Apache Kafka Tutorial, Part 1

Part 1: “First Steps”: Overview & Architecture

In this tutorial, I provide a broad overview on the Kafka technology for development and operations as well covering the following steps. In the first tutorial, you have:

  • A basic understanding of the Kafka architecture
  • A single node Kafka installation up and running
  • Using the command line interface, you can start a producer and send information
  • Using the command line interface, you can start a consumer and receive information

Please note that we do not discuss the scenarios when to use Kafka.
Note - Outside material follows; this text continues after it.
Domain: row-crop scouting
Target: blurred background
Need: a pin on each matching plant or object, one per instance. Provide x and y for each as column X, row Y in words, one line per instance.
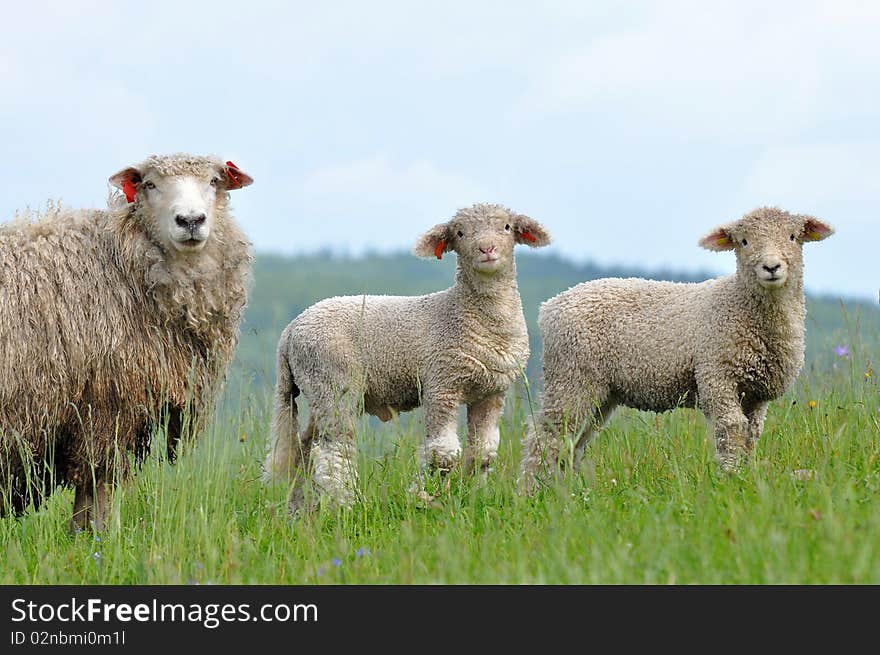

Also, the tutorial is based on Windows 10. If you work with Linux, some of the commands in section 1 might differ.

1.1 Kafka Architecture

From the perspective of developers, Kafka is a pub/sub (publish and subscribe) solution enabling various applications to talk with each other. The senders (or “producers” in Kafka terminology) do not have to know who might be interested in the messages or events they share. They publish information related to certain topics. The receivers (or “consumers” in Kafka) also do not have to know who exactly creates events and message they are interested in. They just have to subscribe to a topic and get all the information.

From an administrator perspective, a Kafka installation consists of a Zookeeper application as a kind of orchestrator and one or more brokers that provide the actual functionality for producers and consumers.

This first tutorial focuses on a simple installation: one Zookeeper instance and one broker as illustrated in the figure below. Load balancing and fault-tolerance are discussed in Part 2 Kafka Fault Tolerance using Replica and Part 3 Kafka Throughput Optimization using Partitions and Consumer Groups of my tutorial. Security topics are discussed in Part 4: Kafka Security Basics.

Figure 1: Simple Kafka architecture with one Kafka node and Zookeeper instance as used in the first part of the tutorial.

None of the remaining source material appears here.